Being in the industry, I knew how important it was to get the right team in place. I handle smaller projects than this and while I work with an amazing group of talented individuals, I felt that a project of this size needed to be handled by people that specialize in Pop-Top Construction and understood my design goals. These were:
1. Preserve the craftsman style in our architecture
2. Maintain our current footprint
3. Create a home with space for us as individuals with smart layouts that wasn't a McMansion
4. Do it right (make sure the foundation was sound, remove lead and asbestos, insulate properly, etc)
5. Do all of this in budget
We interviewed and looked at the work of 7 different builders.

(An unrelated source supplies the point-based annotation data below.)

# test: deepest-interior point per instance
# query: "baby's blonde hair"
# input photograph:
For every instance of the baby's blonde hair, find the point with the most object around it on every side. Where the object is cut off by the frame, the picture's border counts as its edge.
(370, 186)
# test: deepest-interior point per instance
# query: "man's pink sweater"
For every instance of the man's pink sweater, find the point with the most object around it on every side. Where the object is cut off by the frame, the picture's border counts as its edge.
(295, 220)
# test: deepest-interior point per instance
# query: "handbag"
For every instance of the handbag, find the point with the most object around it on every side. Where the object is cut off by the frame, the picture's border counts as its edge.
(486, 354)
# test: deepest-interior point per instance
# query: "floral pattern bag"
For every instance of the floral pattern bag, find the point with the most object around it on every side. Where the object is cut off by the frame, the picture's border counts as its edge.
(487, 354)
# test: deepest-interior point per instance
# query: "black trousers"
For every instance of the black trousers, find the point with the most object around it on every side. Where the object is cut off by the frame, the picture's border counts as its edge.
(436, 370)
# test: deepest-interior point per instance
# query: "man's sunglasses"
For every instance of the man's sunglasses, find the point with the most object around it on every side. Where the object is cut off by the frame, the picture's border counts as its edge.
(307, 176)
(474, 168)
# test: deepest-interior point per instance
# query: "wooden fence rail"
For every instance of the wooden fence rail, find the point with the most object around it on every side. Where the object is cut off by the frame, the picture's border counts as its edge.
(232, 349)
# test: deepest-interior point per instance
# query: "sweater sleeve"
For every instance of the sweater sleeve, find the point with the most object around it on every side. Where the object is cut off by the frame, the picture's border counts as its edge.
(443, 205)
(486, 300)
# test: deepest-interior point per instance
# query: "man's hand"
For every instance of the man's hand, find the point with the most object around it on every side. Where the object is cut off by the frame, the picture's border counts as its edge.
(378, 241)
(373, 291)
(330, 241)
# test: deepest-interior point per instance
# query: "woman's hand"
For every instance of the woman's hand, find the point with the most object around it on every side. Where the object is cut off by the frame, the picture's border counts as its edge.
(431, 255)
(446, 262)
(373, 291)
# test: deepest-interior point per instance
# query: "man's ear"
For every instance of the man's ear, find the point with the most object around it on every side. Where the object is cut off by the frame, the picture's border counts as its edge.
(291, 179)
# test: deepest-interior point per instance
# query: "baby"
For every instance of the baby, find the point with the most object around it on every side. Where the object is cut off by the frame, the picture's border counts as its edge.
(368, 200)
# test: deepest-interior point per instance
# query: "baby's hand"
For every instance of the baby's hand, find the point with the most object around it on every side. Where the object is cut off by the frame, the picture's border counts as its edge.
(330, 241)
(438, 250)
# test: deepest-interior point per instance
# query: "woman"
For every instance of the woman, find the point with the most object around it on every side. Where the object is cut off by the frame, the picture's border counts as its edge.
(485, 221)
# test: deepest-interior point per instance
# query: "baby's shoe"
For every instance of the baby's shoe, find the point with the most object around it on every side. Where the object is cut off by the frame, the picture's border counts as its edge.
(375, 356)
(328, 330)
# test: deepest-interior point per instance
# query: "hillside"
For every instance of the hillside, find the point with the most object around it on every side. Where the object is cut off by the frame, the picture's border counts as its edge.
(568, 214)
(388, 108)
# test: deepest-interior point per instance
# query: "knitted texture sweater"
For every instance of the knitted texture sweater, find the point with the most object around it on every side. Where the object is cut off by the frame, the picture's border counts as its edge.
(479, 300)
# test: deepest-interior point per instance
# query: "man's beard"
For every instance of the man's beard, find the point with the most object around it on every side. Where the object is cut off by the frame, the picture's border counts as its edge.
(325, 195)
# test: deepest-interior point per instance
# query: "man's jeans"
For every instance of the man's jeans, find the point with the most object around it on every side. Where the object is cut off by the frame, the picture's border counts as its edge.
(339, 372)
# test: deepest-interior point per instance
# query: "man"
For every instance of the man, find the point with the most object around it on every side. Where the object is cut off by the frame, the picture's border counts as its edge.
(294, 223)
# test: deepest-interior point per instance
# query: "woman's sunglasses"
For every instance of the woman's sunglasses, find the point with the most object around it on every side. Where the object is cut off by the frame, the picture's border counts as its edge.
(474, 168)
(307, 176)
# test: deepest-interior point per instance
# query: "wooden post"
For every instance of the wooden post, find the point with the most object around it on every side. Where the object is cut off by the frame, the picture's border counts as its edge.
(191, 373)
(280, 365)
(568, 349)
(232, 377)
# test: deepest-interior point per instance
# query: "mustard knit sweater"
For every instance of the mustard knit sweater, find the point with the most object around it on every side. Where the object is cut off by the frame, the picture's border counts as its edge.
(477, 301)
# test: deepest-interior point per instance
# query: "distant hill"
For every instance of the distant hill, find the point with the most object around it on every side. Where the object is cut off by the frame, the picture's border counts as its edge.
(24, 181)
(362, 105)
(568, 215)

In the end, we went with Trevor at Redeux. His estimate was in the middle of everyone we spoke to, but more importantly he seemed to listen to what our goals were and understand our vision. Best of all he was building a house down the street and we got to watch a bit of the process and speak to those neighbors about their experience.
So with contracts signed we began work with their architect, Dawn from Design Edge. Oh Dawn, I can't say enough good things about her. I walked Dawn through our house, spoke to her of the things we loved (our exposed brick dining room and our southern light) and things we wanted (a laundry chute for the boys, built in niches with shelving, and a bench in the shower). She has done dozens of bungalow pop tops so she was very familiar with the layout. After studying some space planning diagrams, we really felt that if we could open up the kitchen to the living and dining room and put the staircase at the front we would have enough room for an office/bedroom and bathroom on the main floor. (I understand this isn't important for everyone but this was for us for other reasons specific to our family).
To anyone looking to take on a project like this I can't emphasize enough the importance of working with a qualified architect. A good architect is going to look at your project as a whole. This means considerations of proportions, classic styles, surrounding architecture, volumes, light, window cadence and critical analysis. They are focused on the what as much as the why. Much like you want to build on a solid foundation, an architect sets the tone for the project. It was imperative for us with adding an addition that we were respecting the existing architecture and not merely throwing a box on top of a bungalow. I see this more and more. They look like someone plopped a mobile home on top of a brick bungalow. Sure you maximize the square footage, but you compromise the style and characteristics that make older neighborhoods special. Frequently I'm also seeing people scraping homes and putting a new home from a stock design (think suburban prefab modern), or as I refer to them, a middle finger to the character of the neighborhood. I'm not alone in this as confirmed by the Facebook group Fugly Denver. *tips hat to Brad Evans*
With a few revisions we had our finalized design. Now, on to the finishes!